Serangan Besar-besaran Rusia ke Ukraina, 20 Kendaraan Lapis Baja Pasukan Putin Serang Donetsk
Ukraina Gagalkan Serangan Besar Rusia di Dobropillia, Sembilan Kendaraan Lapis Baja Dihancurkan
Penulis:
garudea prabawati
Editor:
Nanda Lusiana Saputri
TRIBUNNEWS.COM - Rusia kembali melancarkan serangan besar-besaran di wilayah timur Ukraina, Kamis (16/10/2025).
Dalam serangan itu, lebih dari 20 kendaraan lapis baja Rusia dilaporkan menyerang kawasan dekat kota Dobropillia, wilayah Donetsk.
Namun, pasukan Brigade Azov Ukraina mengklaim berhasil memukul mundur serangan tersebut setelah pertempuran sengit terjadi di sekitar desa Malynivka, sekitar 13 kilometer (km) selatan Shakhove.
Dalam pernyataannya di Facebook, Brigade Azov menyebut serangan itu merupakan “upaya besar-besaran” untuk merebut desa Shakhove, namun pasukan Rusia justru kehilangan sembilan kendaraan lapis baja akibat serangan balik Ukraina.
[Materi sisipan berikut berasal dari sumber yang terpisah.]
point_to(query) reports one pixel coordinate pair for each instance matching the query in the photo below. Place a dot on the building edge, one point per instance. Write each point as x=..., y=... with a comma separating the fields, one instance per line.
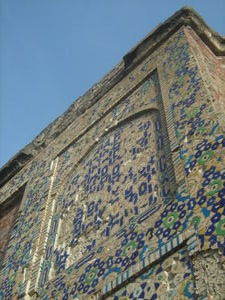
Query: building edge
x=186, y=16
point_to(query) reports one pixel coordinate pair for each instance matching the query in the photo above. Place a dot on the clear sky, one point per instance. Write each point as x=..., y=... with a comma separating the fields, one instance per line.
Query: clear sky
x=52, y=51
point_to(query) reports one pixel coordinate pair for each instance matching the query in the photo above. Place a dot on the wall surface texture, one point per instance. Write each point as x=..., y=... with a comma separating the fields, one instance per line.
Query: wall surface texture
x=127, y=201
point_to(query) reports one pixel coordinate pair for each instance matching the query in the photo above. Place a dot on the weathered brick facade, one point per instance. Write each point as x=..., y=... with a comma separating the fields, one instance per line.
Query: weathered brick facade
x=123, y=195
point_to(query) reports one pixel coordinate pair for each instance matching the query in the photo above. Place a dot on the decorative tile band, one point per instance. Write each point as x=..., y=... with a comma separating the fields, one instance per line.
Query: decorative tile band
x=151, y=258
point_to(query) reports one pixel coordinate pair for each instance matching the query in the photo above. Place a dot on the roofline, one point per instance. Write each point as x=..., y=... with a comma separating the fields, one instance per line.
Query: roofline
x=186, y=16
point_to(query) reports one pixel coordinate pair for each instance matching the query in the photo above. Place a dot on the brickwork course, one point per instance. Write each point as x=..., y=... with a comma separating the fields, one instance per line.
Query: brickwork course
x=123, y=196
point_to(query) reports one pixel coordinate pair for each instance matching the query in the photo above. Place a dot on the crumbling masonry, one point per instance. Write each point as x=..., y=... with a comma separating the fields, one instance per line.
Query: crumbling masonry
x=123, y=196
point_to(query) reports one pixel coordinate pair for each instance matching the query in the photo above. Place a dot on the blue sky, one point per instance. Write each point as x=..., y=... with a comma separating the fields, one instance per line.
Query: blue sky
x=52, y=51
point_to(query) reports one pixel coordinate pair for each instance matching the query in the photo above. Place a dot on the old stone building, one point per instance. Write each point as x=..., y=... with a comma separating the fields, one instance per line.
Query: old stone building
x=122, y=197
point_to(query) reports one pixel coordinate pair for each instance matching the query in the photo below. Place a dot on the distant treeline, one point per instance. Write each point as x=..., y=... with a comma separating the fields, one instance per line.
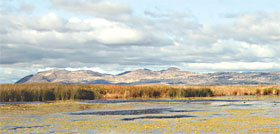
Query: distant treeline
x=57, y=91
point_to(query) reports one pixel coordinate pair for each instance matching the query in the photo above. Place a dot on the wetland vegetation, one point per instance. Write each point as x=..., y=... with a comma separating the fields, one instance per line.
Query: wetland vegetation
x=63, y=108
x=239, y=114
x=57, y=91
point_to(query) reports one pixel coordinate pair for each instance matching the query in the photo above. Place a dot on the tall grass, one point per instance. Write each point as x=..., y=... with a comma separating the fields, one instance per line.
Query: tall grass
x=57, y=91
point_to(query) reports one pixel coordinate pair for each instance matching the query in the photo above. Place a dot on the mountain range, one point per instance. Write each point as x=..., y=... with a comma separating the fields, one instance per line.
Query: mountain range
x=145, y=76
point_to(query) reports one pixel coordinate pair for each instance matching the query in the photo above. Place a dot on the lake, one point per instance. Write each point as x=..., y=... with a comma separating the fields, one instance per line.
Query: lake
x=234, y=114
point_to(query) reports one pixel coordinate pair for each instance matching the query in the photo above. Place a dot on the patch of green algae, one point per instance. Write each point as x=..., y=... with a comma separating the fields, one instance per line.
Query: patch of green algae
x=47, y=118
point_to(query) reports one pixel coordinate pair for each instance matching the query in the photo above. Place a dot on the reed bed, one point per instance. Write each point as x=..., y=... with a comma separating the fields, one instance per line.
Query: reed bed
x=57, y=91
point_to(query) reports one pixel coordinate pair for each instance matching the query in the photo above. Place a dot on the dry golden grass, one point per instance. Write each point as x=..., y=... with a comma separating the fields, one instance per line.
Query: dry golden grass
x=57, y=91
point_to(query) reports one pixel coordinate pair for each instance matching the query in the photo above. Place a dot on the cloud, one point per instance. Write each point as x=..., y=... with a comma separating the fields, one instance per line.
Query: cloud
x=258, y=28
x=100, y=41
x=98, y=8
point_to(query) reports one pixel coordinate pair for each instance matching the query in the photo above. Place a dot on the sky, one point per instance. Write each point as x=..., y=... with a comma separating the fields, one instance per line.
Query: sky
x=112, y=36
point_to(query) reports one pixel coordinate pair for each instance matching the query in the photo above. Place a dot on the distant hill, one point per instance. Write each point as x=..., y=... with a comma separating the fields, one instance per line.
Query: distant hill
x=143, y=76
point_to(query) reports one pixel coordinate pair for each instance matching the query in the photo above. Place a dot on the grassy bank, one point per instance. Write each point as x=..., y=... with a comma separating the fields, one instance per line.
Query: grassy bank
x=56, y=91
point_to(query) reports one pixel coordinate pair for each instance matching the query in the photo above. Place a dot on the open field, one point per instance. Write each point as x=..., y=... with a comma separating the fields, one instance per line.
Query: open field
x=242, y=114
x=56, y=91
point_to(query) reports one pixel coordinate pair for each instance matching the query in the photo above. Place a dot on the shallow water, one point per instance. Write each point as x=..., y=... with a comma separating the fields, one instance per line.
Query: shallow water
x=245, y=114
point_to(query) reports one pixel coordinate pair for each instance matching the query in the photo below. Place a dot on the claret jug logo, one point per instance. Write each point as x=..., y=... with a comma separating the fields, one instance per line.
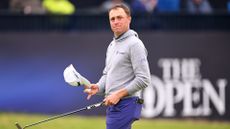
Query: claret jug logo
x=181, y=91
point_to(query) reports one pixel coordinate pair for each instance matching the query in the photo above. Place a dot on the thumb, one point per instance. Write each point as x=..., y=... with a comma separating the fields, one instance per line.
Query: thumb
x=89, y=96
Rekaman video yang dipublikasikan oleh brigade tersebut kemudian diverifikasi oleh Reuters, menunjukkan lokasi pertempuran memang berada di sekitar Malynivka.
Hingga saat ini, pihak berwenang Rusia belum memberikan komentar resmi terkait laporan tersebut.
Sementara Staf Umum Angkatan Bersenjata Ukraina dalam pembaruannya Kamis sore tidak secara langsung menyinggung serangan tersebut, namun menyatakan tengah melakukan operasi “menstabilkan” di area Dobropillia.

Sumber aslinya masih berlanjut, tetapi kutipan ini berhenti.